A possible treatment approach is to activate the parent UBE3A By blocking the function of gene copy UBE3A-ATSallowing the production of functional UBE3A enzyme.
Antisense oligonucleotides (ASOs), designed to suppress short strands of genetic material (DNA or RNA) UBE3A-ATS The product, Angelman’s, is being tested in ongoing clinical trials as a treatment.
Zinc-finger protein therapeutics – called ZFPs – are another approach to blocking UBE3A-ATS. These proteins are involved in many biological processes, including the regulation of gene activity, and can be designed to target genes of choice. As such, they may be a safer approach, the researchers noted, adding that ZFPs have undergone clinical evaluation for other indications.
A team led by researchers at the University of California, Davis, designed ZFPs to suppress the prodn. UBE3A-ATSWith the goal of activating the parent UBE3A As a possible Angelman treatment.

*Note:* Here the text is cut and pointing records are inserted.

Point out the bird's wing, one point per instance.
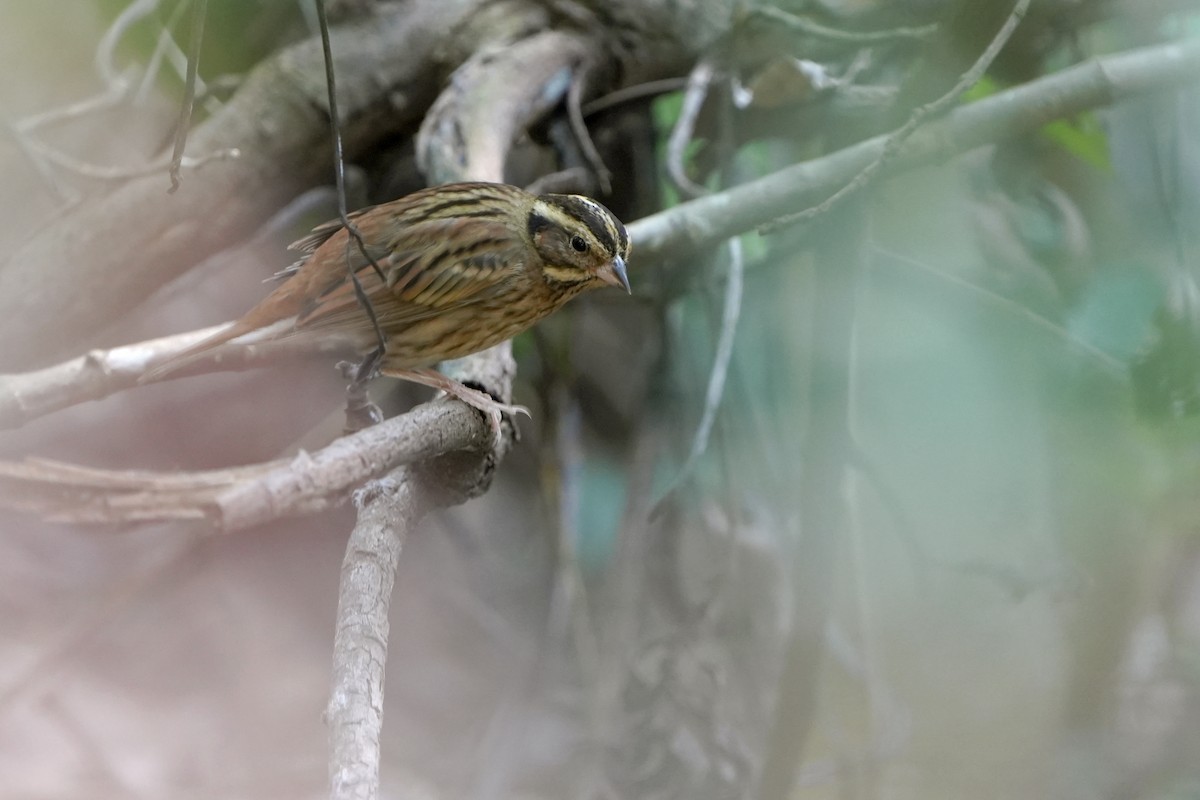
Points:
(425, 272)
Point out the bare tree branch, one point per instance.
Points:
(700, 224)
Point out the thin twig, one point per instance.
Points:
(699, 82)
(897, 139)
(100, 373)
(335, 125)
(580, 127)
(106, 173)
(816, 30)
(185, 112)
(714, 392)
(631, 94)
(243, 497)
(106, 52)
(165, 44)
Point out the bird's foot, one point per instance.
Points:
(492, 408)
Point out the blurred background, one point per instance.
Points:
(899, 504)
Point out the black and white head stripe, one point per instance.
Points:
(604, 226)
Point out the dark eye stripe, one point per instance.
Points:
(593, 215)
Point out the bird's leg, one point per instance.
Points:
(473, 397)
(360, 411)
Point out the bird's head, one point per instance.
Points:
(580, 241)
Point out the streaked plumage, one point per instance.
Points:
(465, 266)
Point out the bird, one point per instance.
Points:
(453, 270)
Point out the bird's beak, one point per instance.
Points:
(613, 274)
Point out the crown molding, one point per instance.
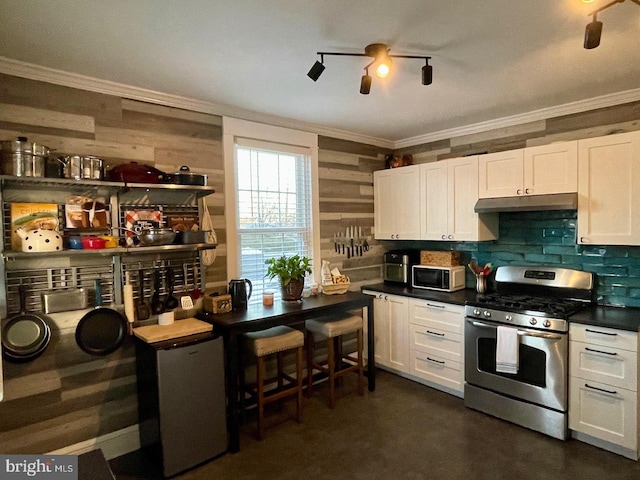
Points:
(36, 72)
(580, 106)
(59, 77)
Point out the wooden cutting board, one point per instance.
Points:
(179, 328)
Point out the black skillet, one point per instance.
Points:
(26, 335)
(102, 330)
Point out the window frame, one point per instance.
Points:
(235, 129)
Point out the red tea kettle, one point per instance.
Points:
(238, 292)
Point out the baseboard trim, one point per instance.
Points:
(611, 447)
(112, 444)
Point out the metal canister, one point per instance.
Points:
(92, 167)
(15, 154)
(72, 166)
(39, 155)
(23, 159)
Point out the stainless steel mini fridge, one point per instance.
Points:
(182, 403)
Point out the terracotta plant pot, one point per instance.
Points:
(293, 290)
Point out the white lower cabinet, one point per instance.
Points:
(437, 344)
(603, 393)
(421, 340)
(391, 332)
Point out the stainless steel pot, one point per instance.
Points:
(23, 158)
(79, 167)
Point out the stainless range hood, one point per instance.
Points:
(528, 203)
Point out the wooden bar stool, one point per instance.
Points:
(334, 366)
(279, 341)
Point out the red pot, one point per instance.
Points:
(93, 243)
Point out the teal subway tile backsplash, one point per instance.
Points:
(549, 238)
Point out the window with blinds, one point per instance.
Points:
(274, 210)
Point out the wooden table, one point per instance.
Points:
(259, 317)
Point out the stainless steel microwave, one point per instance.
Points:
(445, 279)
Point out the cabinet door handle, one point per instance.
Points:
(434, 306)
(435, 333)
(610, 392)
(609, 334)
(433, 360)
(600, 351)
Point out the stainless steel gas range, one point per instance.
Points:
(516, 345)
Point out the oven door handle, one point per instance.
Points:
(521, 333)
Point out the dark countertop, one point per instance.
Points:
(622, 318)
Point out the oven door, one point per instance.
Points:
(542, 369)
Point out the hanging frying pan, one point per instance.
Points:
(26, 335)
(102, 330)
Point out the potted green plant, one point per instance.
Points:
(291, 272)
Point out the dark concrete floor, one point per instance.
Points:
(403, 430)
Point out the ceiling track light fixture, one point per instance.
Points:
(593, 30)
(381, 63)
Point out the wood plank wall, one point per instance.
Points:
(346, 200)
(66, 396)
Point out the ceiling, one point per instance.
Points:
(491, 59)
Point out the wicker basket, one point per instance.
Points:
(335, 288)
(440, 259)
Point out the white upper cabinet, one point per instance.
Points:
(609, 190)
(546, 169)
(397, 203)
(449, 194)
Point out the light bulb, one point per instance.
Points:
(382, 70)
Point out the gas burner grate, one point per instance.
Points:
(531, 304)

First, the team tested their human ZFP candidate, called hATF-555, on patient-derived nerve cells. UBE3A Gene mutation. In these cells, which carried only one functional parental gene, there was an 11-fold increase. UBE3A-ATS with a 1.3-fold decrease in UBE3A enzyme activity.
hATF-555 was successfully degraded, delivered by a modified and harmless lentivirus UBE3A-ATS 1.25 times in nerve cells when the parent is partially activated UBE3A Activity 1.33 times.

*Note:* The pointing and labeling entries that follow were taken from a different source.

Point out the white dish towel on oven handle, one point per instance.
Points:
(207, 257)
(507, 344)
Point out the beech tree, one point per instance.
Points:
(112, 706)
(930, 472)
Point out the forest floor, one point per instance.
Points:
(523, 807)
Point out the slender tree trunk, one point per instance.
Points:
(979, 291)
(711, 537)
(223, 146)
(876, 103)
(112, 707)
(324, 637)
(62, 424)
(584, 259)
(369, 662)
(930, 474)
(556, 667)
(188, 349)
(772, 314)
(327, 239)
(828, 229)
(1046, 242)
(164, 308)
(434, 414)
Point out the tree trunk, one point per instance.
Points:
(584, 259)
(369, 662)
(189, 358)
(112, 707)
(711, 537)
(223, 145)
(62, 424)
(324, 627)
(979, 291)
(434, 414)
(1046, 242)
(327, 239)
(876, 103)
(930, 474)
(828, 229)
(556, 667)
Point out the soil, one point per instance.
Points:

No off-target treatment effects or inflammatory immune activity were observed in mice
To further evaluate this approach, the researchers treated an adult mouse model of Angelman syndrome with ZFP that blocked the mouse. Ube3a-ATSCalled ATF-S1K. Here, the treatment was injected into the tail vein with targeted delivery to the mouse brain using a modified and harmless AAV virus.
After five weeks of treatment, Ube3a-ATS Gene activity levels were 2.2-fold lower in brain tissue, and UBE3A enzyme levels increased in a dose-dependent manner to 26% of unaffected control animals. The average number of UBE3A-positive cells in the brains of treated Engelmann rats was similar to controls.

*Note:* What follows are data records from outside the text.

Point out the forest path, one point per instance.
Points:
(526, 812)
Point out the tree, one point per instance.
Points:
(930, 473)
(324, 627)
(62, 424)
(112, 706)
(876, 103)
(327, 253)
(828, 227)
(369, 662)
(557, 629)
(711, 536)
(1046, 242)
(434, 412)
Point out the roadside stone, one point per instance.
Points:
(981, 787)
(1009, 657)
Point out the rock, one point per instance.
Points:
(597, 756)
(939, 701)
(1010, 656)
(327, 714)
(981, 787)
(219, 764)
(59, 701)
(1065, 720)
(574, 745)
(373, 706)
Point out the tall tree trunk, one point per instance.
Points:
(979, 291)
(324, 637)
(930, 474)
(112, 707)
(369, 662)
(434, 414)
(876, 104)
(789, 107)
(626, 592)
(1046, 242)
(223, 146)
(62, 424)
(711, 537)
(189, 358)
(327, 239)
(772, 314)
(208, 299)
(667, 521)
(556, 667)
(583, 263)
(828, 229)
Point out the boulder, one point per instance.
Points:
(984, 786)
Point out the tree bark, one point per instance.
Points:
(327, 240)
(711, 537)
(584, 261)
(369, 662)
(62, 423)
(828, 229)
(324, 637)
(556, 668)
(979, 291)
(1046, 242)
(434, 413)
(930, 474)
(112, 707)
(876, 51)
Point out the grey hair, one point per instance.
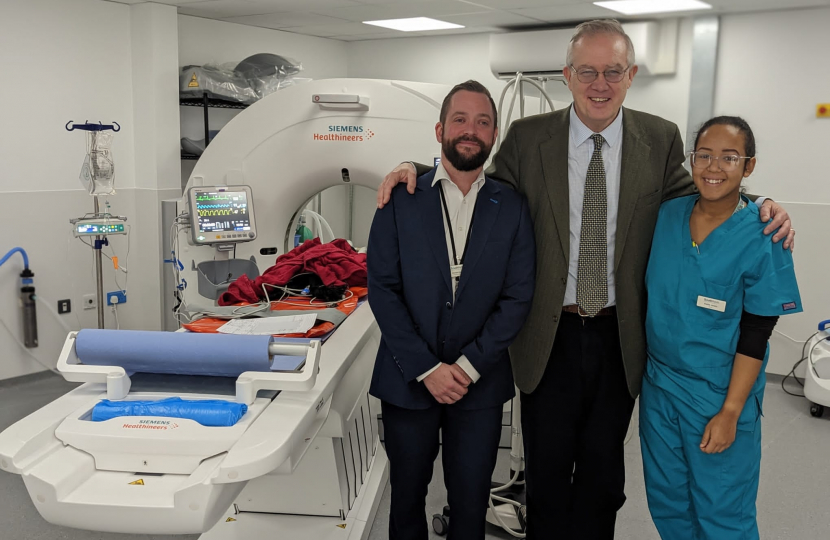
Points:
(606, 26)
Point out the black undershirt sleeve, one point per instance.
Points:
(755, 333)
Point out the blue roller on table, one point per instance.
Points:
(208, 412)
(180, 353)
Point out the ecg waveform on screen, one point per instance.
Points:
(207, 213)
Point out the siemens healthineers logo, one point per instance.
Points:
(152, 424)
(345, 134)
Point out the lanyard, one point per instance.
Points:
(455, 260)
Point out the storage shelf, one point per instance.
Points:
(212, 103)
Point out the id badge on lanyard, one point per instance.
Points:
(456, 266)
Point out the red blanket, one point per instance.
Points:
(336, 263)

Notably, there was no further increase in UBE3A-positive cells when control mice were treated with ATF-S1K. The researchers also found no off-target effects on overall gene activity or inflammatory immune activation, “suggesting that ATF-S1K treatment is not only specific but also well tolerated.” Live [in living animals]” they wrote.
Mice were then subjected to the open field test to assess motor ability and willingness to explore. Without treatment, Angelman rats are less active than control rats. With ATF-S1K, Angelman rats showed motor improvements in horizontal orientation, vertical rearing, and exploration.
In the rotarod test for motor coordination and balance, Angelman mice performed significantly worse than controls. Treatment led to a slight improvement on average.
Angelman rats also had longer walking strides with lower stride frequency than controls in the hindlimb and forelimb, similar to the deficits seen in the patients, the researchers noted. AAV-S1K treatment improved motor abilities in the Angelman group, particularly for hindlimb function. No improvements were observed in other gait measures, including stride length or swing duration.
“We show that a single injection of AAV ATF-S1K (AAV-S1K) delivered into the tail vein rescues molecular and behavioral phenotypes in young adults. [Angelman syndrome] mice,” the team wrote. “The specificity and tolerability of a single AAV-S1K treatment in mice supports its use [ZFPs] For the treatment of [Angelman syndrome] and other genetic disorders.”